Background. Cardiac rehabilitation is a component of heart failure (HF) management but its effect on ventricular arrhythmias is not well recognized.
Purpose. We analyzed the antiarrhythmic effect of a 9-week hybrid cardiac telerehabilitation (HCTR) and its influence on long term cardiovascular mortality in HF patients taken from the TELEREH-HF trial.

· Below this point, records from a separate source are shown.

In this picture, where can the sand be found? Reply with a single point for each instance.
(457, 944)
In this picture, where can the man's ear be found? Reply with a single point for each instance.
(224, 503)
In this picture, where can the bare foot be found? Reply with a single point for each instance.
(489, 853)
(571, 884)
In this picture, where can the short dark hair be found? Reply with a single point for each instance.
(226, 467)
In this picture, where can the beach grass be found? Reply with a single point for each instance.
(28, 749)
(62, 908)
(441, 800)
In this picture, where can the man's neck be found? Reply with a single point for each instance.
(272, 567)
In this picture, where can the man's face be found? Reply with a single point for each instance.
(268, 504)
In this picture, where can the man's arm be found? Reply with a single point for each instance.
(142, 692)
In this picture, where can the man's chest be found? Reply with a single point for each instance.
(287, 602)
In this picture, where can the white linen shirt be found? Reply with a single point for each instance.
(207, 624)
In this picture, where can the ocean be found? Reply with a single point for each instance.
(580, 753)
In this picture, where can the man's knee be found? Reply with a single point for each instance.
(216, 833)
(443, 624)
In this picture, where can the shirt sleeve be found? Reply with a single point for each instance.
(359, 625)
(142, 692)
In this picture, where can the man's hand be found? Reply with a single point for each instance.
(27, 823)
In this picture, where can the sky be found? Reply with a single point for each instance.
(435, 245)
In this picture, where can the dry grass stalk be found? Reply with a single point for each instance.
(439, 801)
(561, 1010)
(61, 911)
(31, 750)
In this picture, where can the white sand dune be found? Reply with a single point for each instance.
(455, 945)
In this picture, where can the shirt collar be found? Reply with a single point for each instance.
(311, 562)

Methods. We evaluated the presence of non-sustained ventricular tachycardia (nsVT) and frequent premature ventricular complexes ≥10 beats/hour (PVCs ≥10) with 24-hour ECG monitoring at the baseline and after 9-week HCTR or usual care (UC) of 773 HF patients (NYHA I-III, LVEF ≤ 40%).
Results. Among 143 patients with nsVT, arrhythmia subsided in 30.8% after HCTR, similarly among 165 patients randomized to UC who had nsVT 34.5% did not show them after 9 weeks (p = 0.481). There was no significant difference in the decrease in PVC ≥10 over 9 weeks between randomization arms (14.9% vs. 17.8%, respectively p = 0.410). Functional response for HCTR (Δ peak oxygen consumption [pVO2] in cardiopulmonary exercise test >2.0 ml/kg/min) did not affect occurrence of arrhythmias. The multivariable analysis of the entire population did not identify HCTR as an independent factor determining improvement in terms of nsVT or PVCs >10. However, only in the HCTR group, the achievement of the antiarrhythmic effect significantly reduced the cardiovascular mortality in 2 years follow-up (Logrank p = 0.0009) (Figure).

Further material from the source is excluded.